In einer neuen Analyse, die in der Fachzeitschrift PLOS Computational Biology veröffentlicht wurde, berichten US-Forscher, dass es „erhebliche Fehler in den Google Flu Trends-Schätzungen des Influenza-Zeitpunkts und der Intensität“ gibt. Dies geht aus einem Vergleich der Vorhersagen von Google Flu Trends mit den tatsächlichen Epidemiedaten auf nationaler, regionaler und lokaler Ebene zwischen 2003 und 2013 hervor

Selbst wenn das Suchverhalten mit den Influenzafällen korreliert war, schätzte das Modell manchmal wichtige Kennzahlen für die öffentliche Gesundheit falsch ein, wie etwa die Größe des Spitzenausbruchs und die kumulativen Fälle. Die Vorhersagen lagen besonders in den Jahren 2009 und 2012 weit daneben:

Ursprüngliches und aktualisiertes Google Flu Trends (GFT)-Modell im Vergleich zu CDC-Daten über grippeähnliche Erkrankungen (ILI). PLOS Computational Biology 9:10

Obwohl sie bestimmte Aspekte des Grippetrends-Modells kritisierten, sind die Forscher der Meinung, dass sich die Überwachung von Internet-Suchanfragen dennoch als wertvoll erweisen könnte, insbesondere wenn sie mit anderen Überwachungs- und Vorhersagemethoden verknüpft würde.

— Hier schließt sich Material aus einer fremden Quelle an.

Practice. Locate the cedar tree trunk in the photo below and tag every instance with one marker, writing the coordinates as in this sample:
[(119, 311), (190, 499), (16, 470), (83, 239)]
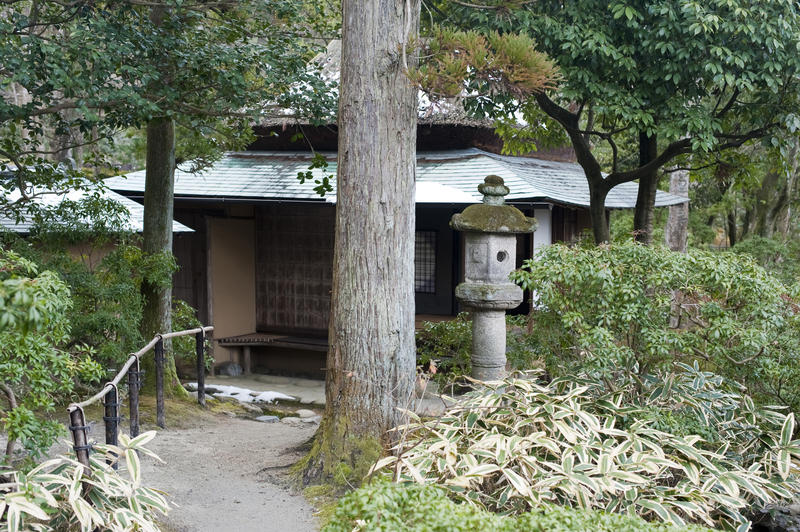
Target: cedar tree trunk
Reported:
[(371, 361), (648, 186), (676, 235), (597, 211), (157, 238)]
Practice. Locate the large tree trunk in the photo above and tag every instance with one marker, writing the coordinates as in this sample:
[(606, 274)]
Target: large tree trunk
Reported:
[(157, 239), (676, 235), (371, 361), (648, 186)]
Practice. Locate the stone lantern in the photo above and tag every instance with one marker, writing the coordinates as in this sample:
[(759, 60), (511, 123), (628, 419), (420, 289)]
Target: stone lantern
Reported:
[(490, 253)]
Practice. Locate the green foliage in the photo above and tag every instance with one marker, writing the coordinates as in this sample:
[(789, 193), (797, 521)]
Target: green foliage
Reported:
[(457, 61), (77, 74), (426, 508), (516, 444), (447, 347), (322, 182), (60, 494), (446, 344), (779, 257), (669, 68), (184, 347), (34, 366), (629, 309), (104, 276)]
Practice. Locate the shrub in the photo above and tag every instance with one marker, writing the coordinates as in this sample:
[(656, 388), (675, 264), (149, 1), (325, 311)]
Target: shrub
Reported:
[(517, 444), (60, 494), (426, 508), (34, 367), (446, 344), (628, 308)]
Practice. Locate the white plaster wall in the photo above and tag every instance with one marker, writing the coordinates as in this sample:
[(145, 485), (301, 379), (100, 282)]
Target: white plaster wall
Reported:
[(543, 236)]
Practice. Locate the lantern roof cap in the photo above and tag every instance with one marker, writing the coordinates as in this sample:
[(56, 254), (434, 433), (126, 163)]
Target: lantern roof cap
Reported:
[(493, 215)]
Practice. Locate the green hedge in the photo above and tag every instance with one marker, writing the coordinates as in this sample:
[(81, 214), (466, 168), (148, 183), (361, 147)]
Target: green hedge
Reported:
[(426, 508)]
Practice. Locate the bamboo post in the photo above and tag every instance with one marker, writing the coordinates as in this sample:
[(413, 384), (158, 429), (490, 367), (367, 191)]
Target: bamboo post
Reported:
[(111, 418), (134, 383), (80, 440), (159, 352), (200, 348)]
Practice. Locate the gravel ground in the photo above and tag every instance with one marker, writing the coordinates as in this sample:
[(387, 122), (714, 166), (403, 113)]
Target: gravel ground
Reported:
[(229, 475)]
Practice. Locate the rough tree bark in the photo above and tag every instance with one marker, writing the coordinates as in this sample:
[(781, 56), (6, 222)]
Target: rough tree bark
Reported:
[(157, 238), (676, 235), (597, 211), (371, 361), (648, 186)]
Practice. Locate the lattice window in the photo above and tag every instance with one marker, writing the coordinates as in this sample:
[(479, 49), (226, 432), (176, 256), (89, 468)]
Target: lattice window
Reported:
[(425, 262)]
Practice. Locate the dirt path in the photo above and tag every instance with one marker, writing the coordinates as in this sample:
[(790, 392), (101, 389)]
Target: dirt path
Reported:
[(228, 475)]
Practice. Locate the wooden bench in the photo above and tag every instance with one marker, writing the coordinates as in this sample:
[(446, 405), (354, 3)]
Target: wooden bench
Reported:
[(245, 342)]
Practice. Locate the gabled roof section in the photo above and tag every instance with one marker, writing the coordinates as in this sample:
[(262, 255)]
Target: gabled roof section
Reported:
[(135, 220), (445, 177)]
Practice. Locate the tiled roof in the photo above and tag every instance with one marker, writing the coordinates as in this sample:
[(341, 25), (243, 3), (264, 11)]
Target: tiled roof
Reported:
[(442, 177), (135, 210)]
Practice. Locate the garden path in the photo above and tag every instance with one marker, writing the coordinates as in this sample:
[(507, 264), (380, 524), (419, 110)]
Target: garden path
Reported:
[(229, 475)]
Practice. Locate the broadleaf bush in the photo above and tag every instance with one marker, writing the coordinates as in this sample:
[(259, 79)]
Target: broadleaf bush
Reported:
[(629, 309), (34, 364), (514, 445)]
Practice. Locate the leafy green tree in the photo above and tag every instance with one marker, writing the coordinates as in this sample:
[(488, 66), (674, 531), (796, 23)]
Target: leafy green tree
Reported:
[(652, 80), (86, 70)]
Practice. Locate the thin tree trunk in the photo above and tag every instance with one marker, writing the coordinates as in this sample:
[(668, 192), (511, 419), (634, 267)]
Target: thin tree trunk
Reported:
[(371, 361), (597, 211), (648, 186), (732, 230), (157, 238), (764, 202), (676, 235), (12, 404)]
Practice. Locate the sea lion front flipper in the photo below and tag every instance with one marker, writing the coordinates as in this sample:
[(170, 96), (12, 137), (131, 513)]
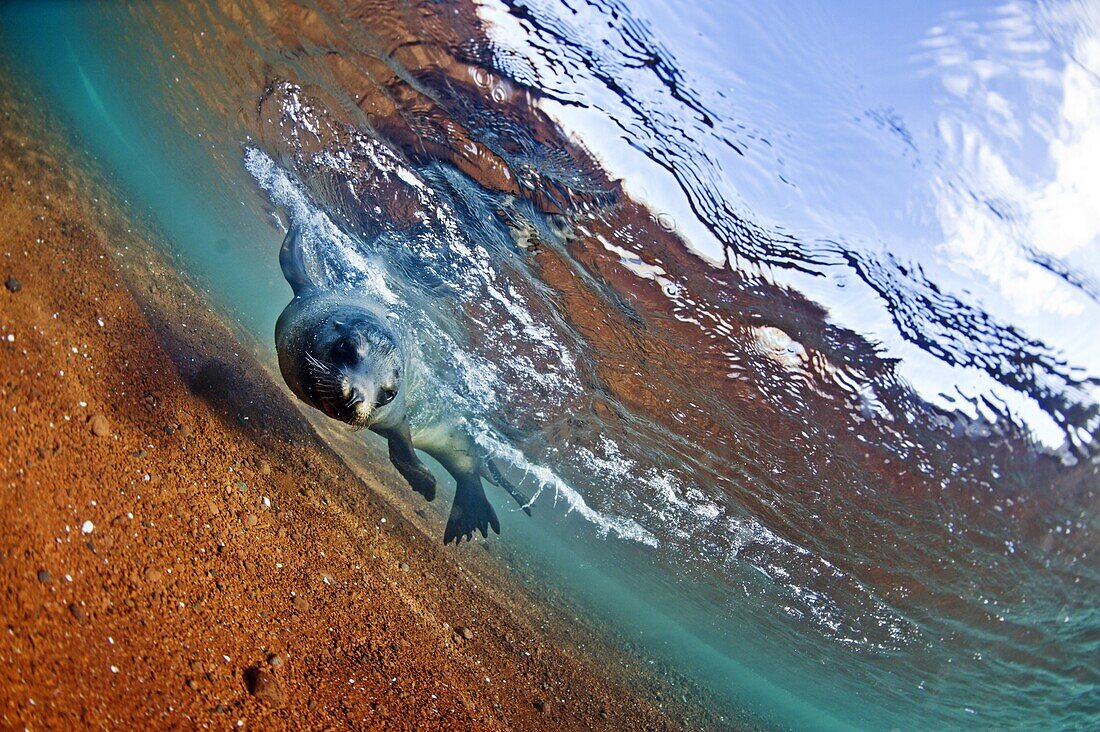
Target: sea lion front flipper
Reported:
[(292, 262), (404, 458), (470, 512)]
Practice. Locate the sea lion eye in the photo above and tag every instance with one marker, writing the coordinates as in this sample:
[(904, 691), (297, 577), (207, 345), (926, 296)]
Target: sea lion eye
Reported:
[(386, 395), (345, 349)]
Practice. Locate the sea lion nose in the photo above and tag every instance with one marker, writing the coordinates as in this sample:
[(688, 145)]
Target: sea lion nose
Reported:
[(385, 396)]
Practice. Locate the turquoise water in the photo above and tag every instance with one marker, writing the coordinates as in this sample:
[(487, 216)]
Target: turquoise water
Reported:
[(817, 539)]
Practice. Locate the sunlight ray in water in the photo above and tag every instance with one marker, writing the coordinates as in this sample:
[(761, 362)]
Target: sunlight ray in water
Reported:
[(780, 318)]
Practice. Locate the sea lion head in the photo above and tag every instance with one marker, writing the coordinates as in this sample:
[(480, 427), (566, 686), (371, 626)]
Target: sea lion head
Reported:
[(352, 370)]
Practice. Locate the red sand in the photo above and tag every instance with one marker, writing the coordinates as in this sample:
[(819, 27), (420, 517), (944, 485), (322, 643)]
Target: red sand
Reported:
[(144, 571)]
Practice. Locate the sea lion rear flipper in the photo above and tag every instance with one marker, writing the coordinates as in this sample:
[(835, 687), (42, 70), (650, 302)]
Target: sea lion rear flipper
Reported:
[(292, 261), (404, 458), (470, 512)]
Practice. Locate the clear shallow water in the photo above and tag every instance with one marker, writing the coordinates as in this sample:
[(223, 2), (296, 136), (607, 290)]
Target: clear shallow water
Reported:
[(818, 426)]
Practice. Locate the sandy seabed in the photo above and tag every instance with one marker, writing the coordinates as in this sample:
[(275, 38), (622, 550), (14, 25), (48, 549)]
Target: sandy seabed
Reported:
[(179, 548)]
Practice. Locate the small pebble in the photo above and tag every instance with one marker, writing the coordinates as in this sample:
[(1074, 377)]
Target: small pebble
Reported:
[(262, 685), (100, 427)]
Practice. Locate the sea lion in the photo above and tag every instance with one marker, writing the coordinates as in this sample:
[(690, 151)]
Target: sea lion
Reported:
[(339, 354)]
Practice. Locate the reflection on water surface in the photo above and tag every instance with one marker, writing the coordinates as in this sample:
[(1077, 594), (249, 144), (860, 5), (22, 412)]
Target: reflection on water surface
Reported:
[(790, 306)]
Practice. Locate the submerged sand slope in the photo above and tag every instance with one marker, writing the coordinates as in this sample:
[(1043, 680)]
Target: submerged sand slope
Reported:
[(173, 533)]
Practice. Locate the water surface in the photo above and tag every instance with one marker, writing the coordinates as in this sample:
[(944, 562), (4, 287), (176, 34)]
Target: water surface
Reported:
[(781, 316)]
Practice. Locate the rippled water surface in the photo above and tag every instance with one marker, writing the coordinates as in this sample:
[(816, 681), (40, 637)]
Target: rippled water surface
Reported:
[(784, 317)]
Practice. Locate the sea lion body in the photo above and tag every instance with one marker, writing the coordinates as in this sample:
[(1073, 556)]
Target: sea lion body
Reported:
[(339, 352)]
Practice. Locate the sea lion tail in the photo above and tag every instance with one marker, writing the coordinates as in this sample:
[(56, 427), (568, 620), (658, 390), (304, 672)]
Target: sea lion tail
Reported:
[(494, 474)]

Andere Forscher haben auch vorgeschlagen, dass andere Quellen digitaler Daten – von Twitter-Feeds bis zu Handy-GPS – das Potenzial haben, nützliche Werkzeuge für die Untersuchung von Epidemien zu sein. Solche Methoden könnten nicht nur bei der Analyse von Seuchenausbrüchen helfen, sondern den Forschern auch ermöglichen, die Bewegungen von Menschen und die Verbreitung von Informationen (oder Fehlinformationen) über die öffentliche Gesundheit zu analysieren.

Obwohl webbasierten Tools viel Aufmerksamkeit geschenkt wurde, gibt es noch eine andere Art von Big Data, die bereits große Auswirkungen auf die Krankheitsforschung hat. Die Genomsequenzierung ermöglicht es den Forschern, herauszufinden, wie sich Krankheiten übertragen und woher sie kommen könnten. Sequenzdaten können sogar die Existenz einer neuen Krankheitsvariante aufdecken: Anfang dieser Woche gaben Forscher eine neue Art von Dengue-Fieber-Virus bekannt.

Es besteht kaum ein Zweifel daran, dass Big Data in den kommenden Jahren einige wichtige Anwendungen haben wird, sei es in der Medizin oder in anderen Bereichen. Aber die Befürworter müssen vorsichtig sein, was sie zur Veranschaulichung ihrer Ideen verwenden. Es gibt zwar viele erfolgreiche Beispiele, aber es ist noch nicht klar, dass Google Flu Trends eines davon ist.